To encourage others to get coronavirus booster shots, Newsom invited the media to watch him get one on Oct. 27, just a few days before he was scheduled to fly to Scotland for the United Nations’ climate conference. Two days later, Newsom abruptly canceled his trip, citing unspecified “family obligations.”

He then held no public events for the next 11 days. For a week his office did not provide information when asked about where he was and what he was doing. With no official comment, people on social media began to fill the information vacuum with their own theories - including some who questioned the governor’s health following the booster shot.

On Monday, Newsom’s office issued a brief statement saying he had spent the prior week working at the Capitol.

Newsom said Wednesday he had absolutely no side-effects from the shot. He said the claims posited on social media about him were another example of misinformation campaigns “that are going on across the spectrum in this country.”

“I was sort of bewildered,” he said during a visit to a coronavirus vaccination clinic in Los Angeles. “I drove into the office every single day, into the Capitol, walked the halls of the Capitol with my kids, spending time with my team, quite literally every single day,

“And then I started seeing some things bubble up on social media: ‘Where’s the governor?’ I’m at work. I’m doing work.”

Jessica Levinson, a law professor at Loyola Marymount University who focuses on politics, ethics and governance issues, agreed Newsom was a victim of misinformation spread online but said it was in part his own doing.

“I mean, ‘family obligations’ is almost synonymous with ‘no comment.’ … It’s become code for, ‘I’m not giving you an answer,’” Levinson said. “It was 110% predictable that an information vacuum was going to be filled with half-truths and blatant rumors and lies.”

She said Newsom “is a voluntary public figure” in a powerful position and “giving the people just a little bit more information and transparency would have solved this whole thing.”
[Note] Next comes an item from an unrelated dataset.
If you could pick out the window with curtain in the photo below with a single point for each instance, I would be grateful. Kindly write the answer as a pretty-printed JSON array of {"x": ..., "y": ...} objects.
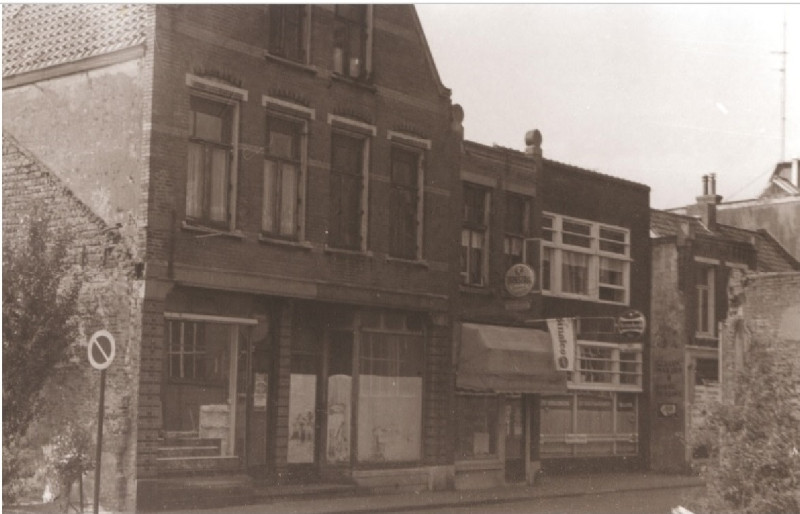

Tuesday, in his first public appearance since getting the coronavirus vaccine booster shot, Newsom said he chose to cancel his trip to Scotland so he could watch his four young children play in a weekend soccer tournament and take them trick or treating on Halloween. Newsom said his children had staged “an intervention” during dinner one night, saying they couldn’t believe he was going to miss their favorite holiday.

Newsom’s explanation was met with praise from his allies in the state Legislature, many of whom issued statements of support on Tuesday and urged society at large to “normalize” family time. But the response among some others was confusion over why it took Newsom so long to say something.

“One can position oneself as a world leader in one breath and then haughtily dismiss any duty to inform those one leads in the next, but only at the risk of inviting confusion,” wrote Josh Gohlke, a deputy opinion editor at the Sacramento Bee, the daily newspaper in the state’s capital city.

Newsom said Wednesday the problem wasn’t how his office communicated but instead an example of the larger issue of the “firehose” of lies and misinformation permeating social media.

“If you want to go down that rabbit hole of conspiracies, it’s a challenge. And that’s nothing to do with the governor’s office,” he said. “It’s much more profound than that. We’re seeing misinformation weaponized.”